I wear make-up almost everyday. And not just the bare bones basics of sunscreen and zit-coverer (but I do wear sunscreen everyday, and so should you!)
I mean I choose between a dozen of eyeshadow colors (all shiny, warm neutrals if you’re interested) and apply two or three colors. I choose an eyeliner, either a brown pencil or a copper crayon and decide how to apply it that day (thin line, smudgy, thick, or continuing beyond the lid). Then I put on mascara – lots of it. I really do put on as much mascara as my poor eyelashes will hold without bothering my contacts. I brush on some rosy pink blush and I’m done!
I’ve always skipped any lipstick/gloss for a variety of reasons, even though I’ve always loved the bold, retro, fifties look that my grandma continues to rock. When I’ve worn lipstick I’ve never liked the shock of color right in the middle of my face (and why wear it unless you’re going to wear a bright color?). I also constantly mussed it up and needed to reapply it. I’d keep doing silly things like eating, or drinking, or fidgeting with my mouth or just generally failing to be a perfectly still plastic doll. I’m also totally grossed out by the idea of how many tubes of lipstick and pots of lipgloss that the average American lipstick-wearer EATS in their lifetime (which is apparently not six pounds, but any more than practically none is gross anyway). Bonnie Bell is tasty, but it is not lunch. I am strongly in the camp of using nice-quality (with sunscreen!) lip balm when you actually need lip balm and just leaving your poor lips alone the rest of the time. Because you love them for god’s sake.
I often accompany this thoughtful look (chosen to compliment my green eyes and to not clash with my blue under eye-bags) with the decided hippy-dippy look of unshaven legs. Which really, should just be called, “legs.” But when you say it like that it sounds so much less, well, exciting and indicative of my strong take on feminist matters. I gave shaving up for good this past spring when when I began lamenting the end of our six-month long winter because it meant addressing this annoying chore. And that’s just outright madness. Nothing should stop spring from being a pure joy around here. So I figured I could either continue to suffer under this ridiculous (to me) cultural restraint or not. So baby, my leg hairs are free and long. And you know what? They actually became a lot less noticeable once they hit the eight-month mark. When the hairs are as long as they are going to get they lay flat and smooth and just sort of softly disappear. My legs don’t feel baby-bottom smooth, but they’re not prickly, they don’t look gorilla’s legs, and they’re no grosser than arms with hair.
So why do you care about my morning beauty routine and the hirsuteness of my limbs? Because many of the same cultural forces that tell women to wear make-up tell them to shave their legs (and to do it at least every 48 hours or be a gross monster).
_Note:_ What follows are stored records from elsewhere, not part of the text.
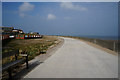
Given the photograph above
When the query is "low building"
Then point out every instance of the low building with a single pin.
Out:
(28, 36)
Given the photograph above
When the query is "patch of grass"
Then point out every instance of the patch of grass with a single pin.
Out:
(33, 47)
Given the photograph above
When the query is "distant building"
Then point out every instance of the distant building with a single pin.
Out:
(7, 30)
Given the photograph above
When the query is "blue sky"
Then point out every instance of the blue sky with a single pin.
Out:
(63, 18)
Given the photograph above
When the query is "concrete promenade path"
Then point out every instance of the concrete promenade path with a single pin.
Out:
(77, 59)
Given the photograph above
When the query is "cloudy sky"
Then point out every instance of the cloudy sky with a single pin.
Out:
(63, 18)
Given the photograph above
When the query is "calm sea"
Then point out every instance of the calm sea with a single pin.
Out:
(101, 37)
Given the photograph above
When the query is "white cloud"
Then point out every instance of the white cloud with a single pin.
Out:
(21, 14)
(67, 18)
(25, 7)
(51, 17)
(71, 6)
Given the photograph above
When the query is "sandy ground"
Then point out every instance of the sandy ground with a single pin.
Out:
(77, 59)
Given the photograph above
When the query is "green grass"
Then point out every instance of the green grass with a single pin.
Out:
(109, 44)
(33, 47)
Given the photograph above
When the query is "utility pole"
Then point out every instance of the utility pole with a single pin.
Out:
(114, 45)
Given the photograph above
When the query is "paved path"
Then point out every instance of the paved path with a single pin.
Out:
(77, 59)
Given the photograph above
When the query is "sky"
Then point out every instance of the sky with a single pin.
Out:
(62, 18)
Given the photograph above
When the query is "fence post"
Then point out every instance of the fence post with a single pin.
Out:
(114, 46)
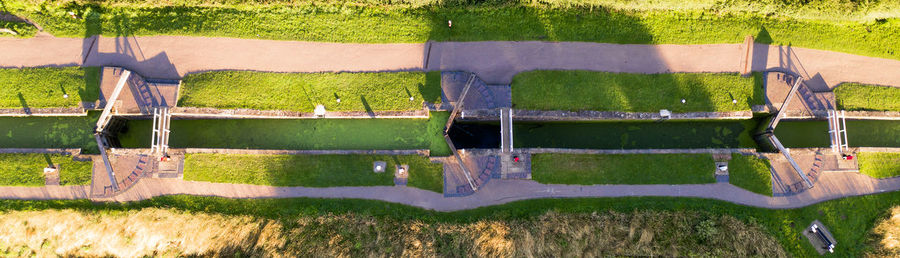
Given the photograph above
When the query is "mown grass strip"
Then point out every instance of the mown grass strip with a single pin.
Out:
(310, 170)
(46, 87)
(604, 91)
(855, 96)
(628, 169)
(389, 22)
(303, 91)
(28, 169)
(879, 164)
(750, 173)
(436, 124)
(21, 29)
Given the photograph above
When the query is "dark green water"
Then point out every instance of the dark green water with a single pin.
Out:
(860, 133)
(635, 135)
(49, 132)
(293, 134)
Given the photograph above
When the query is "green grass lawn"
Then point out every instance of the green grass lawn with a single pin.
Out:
(604, 91)
(879, 164)
(848, 219)
(855, 96)
(45, 87)
(303, 91)
(380, 22)
(309, 170)
(23, 30)
(296, 134)
(670, 134)
(751, 173)
(51, 132)
(629, 169)
(28, 169)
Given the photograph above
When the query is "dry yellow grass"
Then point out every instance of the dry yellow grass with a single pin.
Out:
(886, 236)
(167, 232)
(142, 232)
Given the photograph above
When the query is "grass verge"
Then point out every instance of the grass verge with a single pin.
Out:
(879, 164)
(849, 219)
(629, 169)
(436, 124)
(604, 91)
(883, 238)
(382, 22)
(28, 169)
(303, 91)
(45, 87)
(751, 173)
(308, 170)
(22, 29)
(855, 96)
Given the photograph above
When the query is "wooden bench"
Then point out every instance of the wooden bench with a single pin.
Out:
(826, 242)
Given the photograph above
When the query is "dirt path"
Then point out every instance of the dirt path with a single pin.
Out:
(170, 57)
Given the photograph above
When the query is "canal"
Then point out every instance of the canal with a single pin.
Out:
(385, 134)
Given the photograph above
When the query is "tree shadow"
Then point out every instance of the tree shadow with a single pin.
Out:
(48, 160)
(369, 111)
(761, 50)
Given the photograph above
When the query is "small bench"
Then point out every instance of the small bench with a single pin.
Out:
(827, 243)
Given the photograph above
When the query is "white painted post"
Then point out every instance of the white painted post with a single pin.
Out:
(105, 116)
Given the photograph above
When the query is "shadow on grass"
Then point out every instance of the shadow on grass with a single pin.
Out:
(24, 104)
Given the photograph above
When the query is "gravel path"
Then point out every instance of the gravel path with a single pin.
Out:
(830, 186)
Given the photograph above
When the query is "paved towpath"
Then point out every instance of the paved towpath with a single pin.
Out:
(493, 193)
(495, 62)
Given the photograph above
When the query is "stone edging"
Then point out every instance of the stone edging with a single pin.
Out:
(207, 113)
(862, 115)
(72, 151)
(560, 115)
(637, 151)
(877, 149)
(21, 112)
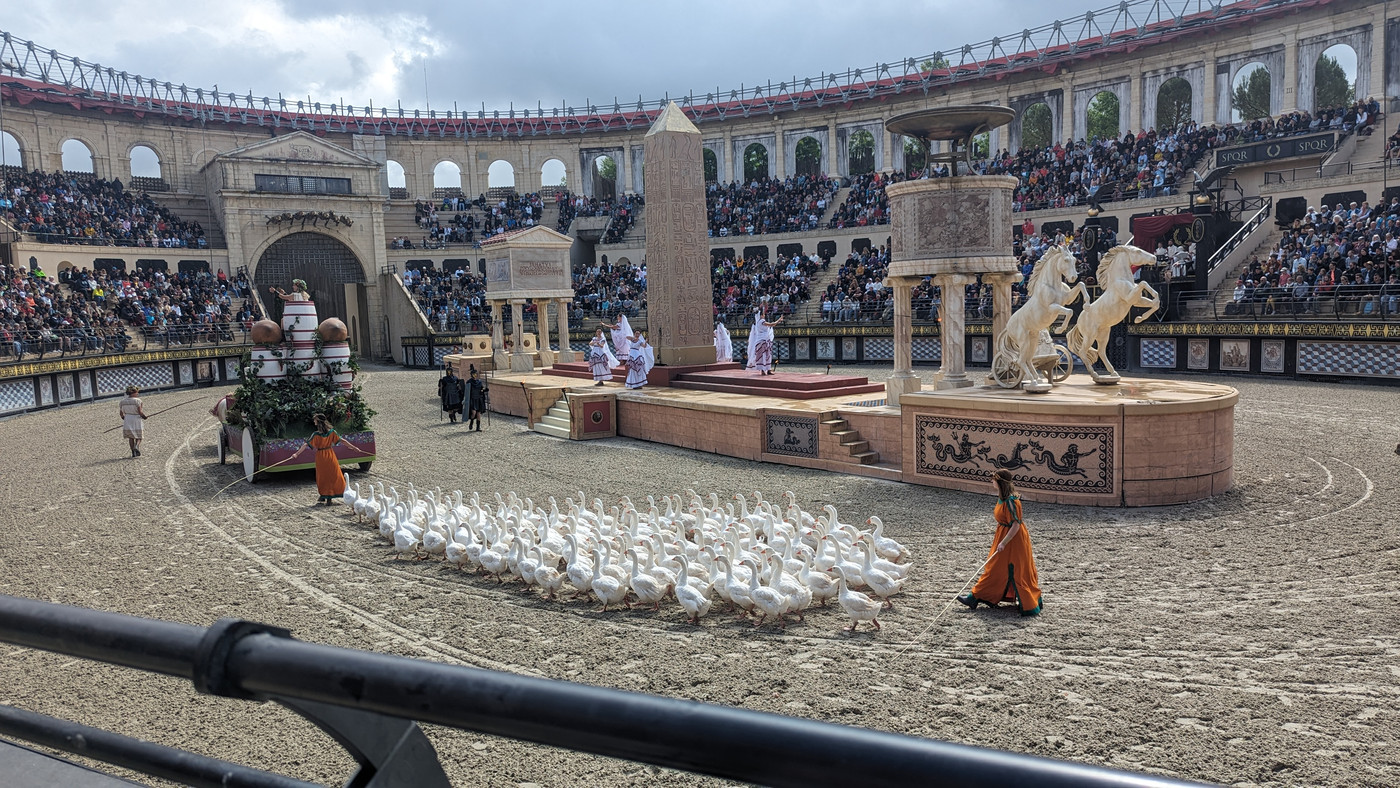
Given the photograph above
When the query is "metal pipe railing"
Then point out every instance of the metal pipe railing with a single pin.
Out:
(240, 659)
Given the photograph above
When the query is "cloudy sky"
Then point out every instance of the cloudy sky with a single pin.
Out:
(361, 51)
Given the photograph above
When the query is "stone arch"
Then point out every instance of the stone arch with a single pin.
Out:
(1175, 104)
(11, 149)
(860, 153)
(447, 175)
(77, 156)
(553, 172)
(500, 175)
(144, 161)
(1250, 93)
(602, 172)
(807, 156)
(1036, 126)
(1334, 76)
(756, 161)
(325, 262)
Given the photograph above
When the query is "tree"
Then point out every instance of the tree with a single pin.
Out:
(1330, 84)
(1250, 95)
(1036, 126)
(1103, 116)
(861, 158)
(1173, 104)
(755, 163)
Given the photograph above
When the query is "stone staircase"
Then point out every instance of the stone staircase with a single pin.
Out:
(851, 441)
(556, 420)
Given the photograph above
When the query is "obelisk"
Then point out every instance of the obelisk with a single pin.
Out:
(679, 307)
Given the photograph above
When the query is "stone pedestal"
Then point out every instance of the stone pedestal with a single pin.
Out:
(679, 312)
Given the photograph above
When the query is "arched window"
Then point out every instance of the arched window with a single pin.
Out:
(398, 179)
(808, 157)
(1250, 93)
(447, 175)
(1173, 104)
(553, 174)
(1036, 126)
(605, 178)
(146, 163)
(1334, 77)
(500, 175)
(1103, 121)
(861, 153)
(10, 153)
(755, 163)
(76, 157)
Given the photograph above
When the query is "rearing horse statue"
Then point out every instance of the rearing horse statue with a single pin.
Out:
(1089, 335)
(1047, 293)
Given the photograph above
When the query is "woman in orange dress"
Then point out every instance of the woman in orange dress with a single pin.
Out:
(331, 482)
(1010, 573)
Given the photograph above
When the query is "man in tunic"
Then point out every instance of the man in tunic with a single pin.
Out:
(132, 419)
(451, 391)
(476, 394)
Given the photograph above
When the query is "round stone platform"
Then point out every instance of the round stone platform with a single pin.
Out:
(1137, 444)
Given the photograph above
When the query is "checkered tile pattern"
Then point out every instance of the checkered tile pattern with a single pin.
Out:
(879, 349)
(1368, 359)
(927, 349)
(17, 395)
(1158, 353)
(143, 377)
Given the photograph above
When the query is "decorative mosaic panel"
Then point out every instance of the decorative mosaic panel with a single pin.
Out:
(1271, 356)
(16, 395)
(879, 349)
(1369, 359)
(927, 349)
(1064, 458)
(793, 435)
(1158, 353)
(1235, 356)
(1197, 354)
(143, 377)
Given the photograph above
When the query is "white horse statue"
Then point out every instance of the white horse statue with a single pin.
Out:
(1089, 335)
(1047, 293)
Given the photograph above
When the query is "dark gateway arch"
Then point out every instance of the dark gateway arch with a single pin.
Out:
(324, 262)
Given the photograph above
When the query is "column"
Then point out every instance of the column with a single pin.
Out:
(903, 381)
(520, 360)
(566, 353)
(952, 331)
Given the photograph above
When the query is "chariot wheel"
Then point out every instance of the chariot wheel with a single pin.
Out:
(1063, 366)
(1005, 371)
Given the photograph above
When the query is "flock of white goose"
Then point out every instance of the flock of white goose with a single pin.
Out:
(766, 560)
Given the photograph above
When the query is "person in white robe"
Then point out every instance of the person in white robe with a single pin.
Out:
(760, 345)
(723, 345)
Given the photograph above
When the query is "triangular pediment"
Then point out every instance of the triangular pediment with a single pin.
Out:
(300, 147)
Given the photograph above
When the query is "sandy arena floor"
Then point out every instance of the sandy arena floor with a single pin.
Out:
(1250, 640)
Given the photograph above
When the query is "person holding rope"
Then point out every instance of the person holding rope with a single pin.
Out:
(1010, 573)
(133, 417)
(331, 480)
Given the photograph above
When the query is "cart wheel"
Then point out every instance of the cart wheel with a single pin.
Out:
(1005, 371)
(1063, 366)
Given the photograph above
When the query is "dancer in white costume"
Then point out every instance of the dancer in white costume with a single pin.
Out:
(760, 345)
(723, 345)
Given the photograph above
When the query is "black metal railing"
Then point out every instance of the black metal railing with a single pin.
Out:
(368, 701)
Conversely, some people who honestly want wonderful freeing things for women tell them to never ever wear make-up or ever dare to remove a hair from their body and to start loving herself exactly the way she is. Both of these instructions are flawed! Why do women need to be told how to be women properly? By simply existing women are successful at being women! I wear make-up because I like it and I don’t shave my legs because I don’t like it. Though these are just silly, external, and cosmetic decisions I get to make them all on my own, without half of society chiming into offer their own misogynistic opinion. Wouldn’t it be great if that same principle were applied to the other decisions women make in their live? If women could make desicions about reproductive health, sexual preference, career paths, motherhood, or even how they dressed in the morning without everybody and their mother having an opinion about it and feeling the need to voice it?
There isn’t one path to equality. Some women will choose to wear make-up, some will choose to not wear make-up. There isn’t a woman who fulfills some feminist ideal. Some women will choose to be stay at home moms for a few years, some for many years, some for just a few weeks. Some women will choose to never become moms. There is no form of the feminist. Some women find a sharp blazer fits them best, some women a bikini, and some a flowy Earth Mother dress. If feminism ever does it’s job, if we ever get to a place where we don’t need it anymore, then the world will be filled with women who are free to make all life’s choices and to face the consequences like men. Men (at least white, heteronormative men) are judged by the motivations that led to their actions and the consequences that flowed from them rather than how hot they looked performing said action.